As the photos, when I finally get round to uploading them, will testify, it’s been bloody hot here mate. I mention this only to illustrate my first observation about the natives–they do like to talk about the weather a fair bit. When they aren’t talking about house prices, that is.

Perhaps it’s just a myth that the English talk about the weather (or, for that matter, house prices) all the time, as the rest of the world seems to be equally obsessed. They’re a friendly bunch round here though. Out shopping in the city on Monday, it struck me how people in shops seem to be genuinely friendly and, well, happy (maybe it’s all that sunshine). It’s a bit of a contrast to the grumpy, customer-comes-last “service” culture we have in the UK, or the “have-a-nice-day-I’ll-be-your-waiter-for-this-evening-I’d-like-a-big-tip” fakery of the US.

Conforming to cliche, they also like a beer or two over here, and although I haven’t even been here for a week, I’ve already been to two barbeques, as well as having built one (although that’s a bit of a long story that I won’t go into here).
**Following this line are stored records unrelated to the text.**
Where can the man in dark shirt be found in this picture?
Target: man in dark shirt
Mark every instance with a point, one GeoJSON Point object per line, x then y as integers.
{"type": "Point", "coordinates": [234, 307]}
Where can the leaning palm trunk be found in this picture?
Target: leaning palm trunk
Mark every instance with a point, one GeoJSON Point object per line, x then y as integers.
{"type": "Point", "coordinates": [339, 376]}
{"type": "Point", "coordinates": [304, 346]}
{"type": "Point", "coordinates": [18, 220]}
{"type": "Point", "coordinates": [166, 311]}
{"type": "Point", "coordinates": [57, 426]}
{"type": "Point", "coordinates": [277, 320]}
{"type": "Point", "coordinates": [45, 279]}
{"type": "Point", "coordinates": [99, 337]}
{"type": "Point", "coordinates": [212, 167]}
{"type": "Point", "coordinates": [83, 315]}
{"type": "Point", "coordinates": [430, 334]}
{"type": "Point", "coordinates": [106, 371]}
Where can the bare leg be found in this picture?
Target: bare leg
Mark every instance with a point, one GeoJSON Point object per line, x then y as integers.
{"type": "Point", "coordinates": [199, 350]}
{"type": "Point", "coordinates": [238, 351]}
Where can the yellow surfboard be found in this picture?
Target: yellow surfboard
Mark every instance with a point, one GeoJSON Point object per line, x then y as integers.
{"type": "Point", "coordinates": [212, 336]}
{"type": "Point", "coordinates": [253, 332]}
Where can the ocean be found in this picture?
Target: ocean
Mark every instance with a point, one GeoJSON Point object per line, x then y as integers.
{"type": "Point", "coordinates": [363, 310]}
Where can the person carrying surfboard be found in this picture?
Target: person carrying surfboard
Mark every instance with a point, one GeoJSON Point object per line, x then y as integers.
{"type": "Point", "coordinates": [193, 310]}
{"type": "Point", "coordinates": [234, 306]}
Yesterday was probably the highlight of my trip so far. My birthday present from Sal: hot air ballooning over the Yarra valley. The day started at the ludicrously early time of 2:30 am when my alarm went off. At this point we weren’t even sure if the ride would take place, but nevertheless we were out of the house by 3, and parked up outside the Chateau Yering hotel and winery in the dark by 4.30 waiting for our pilot to arrive and take us off to the meeting place. After a short while, a young chap called Simon, the ground crew, popped up in his little red vintage MG, and he let us know that the pilot would be along shortly. After a little while, turn up he did, and we were off to a large dew-covered field a short drive away.

About to take off

Part of the fun of the balloon ride is that they get you involved in putting the thing up and taking it down again, so they soon had us helping the basket off the trailer, velcro-ing the bit on the top of the balloon on, and pulling it upright. Before we knew it, though, we were drifting up above the vineyards, and sipping champagne in the sky.

Mist rising from the water

The Yarra valley is a fair way outside the city, but at one point we could clearly see the skyscrapers of Melbourne’s CBD shooting up into the sky way off in the distance, as well as the rolling hills, the vineyards, and, perhaps the most beautiful part, the mist rising off the lakes below.

About to land

If you ever get a chance to go up, I’d strongly recommend it.